La Peaulogie, nouvelle revue de sciences sociales et humaines, a pour objet scientifique, la peau, appréhendée à travers des articles approfondis, qui peuvent laisser une place importante à une iconographie libre de droits ou bien dont les droits sont acquis par l’auteur·e. Il s’agira d’interroger le sens des différentes pratiques englobées sous les terminologies d’éclaircissement et de blanchissement de la peau humaine, à partir des rationalisations des sujets qui s’adonnent à ces pratiques, des arguments proposés par les industries de la cosmétique, les médias, les institutions de santé, etc. Faire de ces phénomènes les objets centraux du premier numéro de la revue signale l’intérêt que continuent de revêtir des traitements du corps, qui ne cessent de s’actualiser, en se mondialisant, au point qu’ils s’observent désormais sur tous les continents.

Annonce

Argumentaire

La Peaulogie, nouvelle revue de Sciences Sociales et Humaines, a pour objet scientifique, la peau, appréhendée à travers des articles approfondis, qui peuvent laisser une place importante à une iconographie libre de droits ou bien dont les droits sont acquis par l’auteur.e.

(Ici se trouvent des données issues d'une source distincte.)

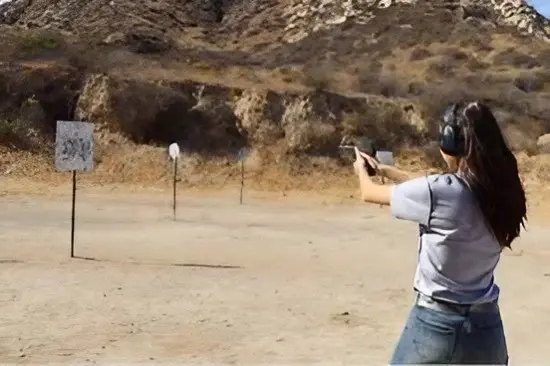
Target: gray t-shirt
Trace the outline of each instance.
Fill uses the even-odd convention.
[[[417,291],[462,304],[498,298],[493,272],[501,248],[462,179],[438,174],[398,184],[391,212],[420,225]]]

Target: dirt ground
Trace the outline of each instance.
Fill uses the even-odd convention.
[[[0,195],[0,362],[386,363],[412,302],[415,225],[354,200],[238,191]],[[550,338],[550,225],[497,272],[512,364]],[[95,260],[90,260],[95,258]]]

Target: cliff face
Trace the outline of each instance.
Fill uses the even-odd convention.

Dans cette optique, elle consacre son premier numéro à la problématique du blanchissement et de l’éclaircissement de la peau humaine. Il s’agira, dans les contributions proposées, d’interroger le sens des différentes pratiques englobées sous les terminologies d’éclaircissement et de blanchissement de la peau humaine, à partir des rationalisations des sujets qui s’adonnent à ces pratiques, des arguments proposés par les industries de la cosmétique, des médias, des institutions de santé, etc.

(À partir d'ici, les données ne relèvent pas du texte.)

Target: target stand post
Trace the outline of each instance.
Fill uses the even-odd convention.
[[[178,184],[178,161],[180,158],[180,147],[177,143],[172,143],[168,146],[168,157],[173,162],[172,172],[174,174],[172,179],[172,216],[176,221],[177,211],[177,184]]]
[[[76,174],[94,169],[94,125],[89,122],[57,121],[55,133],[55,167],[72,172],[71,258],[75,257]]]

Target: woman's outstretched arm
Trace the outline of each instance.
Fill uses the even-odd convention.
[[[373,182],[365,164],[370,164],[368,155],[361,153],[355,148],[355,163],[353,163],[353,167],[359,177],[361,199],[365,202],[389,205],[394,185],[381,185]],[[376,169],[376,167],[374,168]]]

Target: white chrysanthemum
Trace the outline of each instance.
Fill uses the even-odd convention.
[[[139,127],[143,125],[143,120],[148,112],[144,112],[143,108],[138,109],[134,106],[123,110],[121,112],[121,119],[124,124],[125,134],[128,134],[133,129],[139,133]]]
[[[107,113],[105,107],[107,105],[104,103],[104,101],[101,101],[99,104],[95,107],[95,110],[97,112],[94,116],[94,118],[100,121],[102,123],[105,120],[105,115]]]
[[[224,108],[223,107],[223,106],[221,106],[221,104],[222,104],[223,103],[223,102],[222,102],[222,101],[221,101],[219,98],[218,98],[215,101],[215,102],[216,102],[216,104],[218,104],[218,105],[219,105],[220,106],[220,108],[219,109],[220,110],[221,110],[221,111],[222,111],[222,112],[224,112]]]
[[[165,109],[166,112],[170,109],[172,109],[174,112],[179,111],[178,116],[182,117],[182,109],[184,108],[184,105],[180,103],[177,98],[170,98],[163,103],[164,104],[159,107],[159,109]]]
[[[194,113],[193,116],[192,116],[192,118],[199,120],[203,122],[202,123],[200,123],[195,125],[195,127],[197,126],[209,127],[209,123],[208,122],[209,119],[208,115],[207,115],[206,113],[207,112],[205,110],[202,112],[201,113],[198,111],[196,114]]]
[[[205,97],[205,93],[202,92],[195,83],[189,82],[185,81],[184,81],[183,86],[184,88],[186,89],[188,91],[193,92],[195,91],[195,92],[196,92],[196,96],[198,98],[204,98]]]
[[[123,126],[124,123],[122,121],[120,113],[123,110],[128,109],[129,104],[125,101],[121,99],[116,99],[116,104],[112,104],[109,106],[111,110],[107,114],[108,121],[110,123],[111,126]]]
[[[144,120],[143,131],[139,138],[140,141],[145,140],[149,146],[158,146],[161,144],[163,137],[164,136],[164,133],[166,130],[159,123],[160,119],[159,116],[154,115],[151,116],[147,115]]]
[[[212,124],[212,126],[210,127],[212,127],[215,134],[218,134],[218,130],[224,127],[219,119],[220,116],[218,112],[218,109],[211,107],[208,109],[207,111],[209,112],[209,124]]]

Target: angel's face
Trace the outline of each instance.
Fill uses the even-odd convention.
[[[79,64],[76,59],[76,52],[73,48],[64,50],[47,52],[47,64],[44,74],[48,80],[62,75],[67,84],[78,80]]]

Faire de ces phénomènes les objets centraux du premier numéro de la revue signale l’intérêt que continuent de revêtir des traitements du corps, qui ne cessent de s’actualiser, en se mondialisant, au point qu’ils s’observent désormais sur tous les continents.

En réalité, ces pratiques que de nombreux contemporains découvrent aujourd’hui, sont un héritage qui remonte au moins à l’Antiquité occidentale.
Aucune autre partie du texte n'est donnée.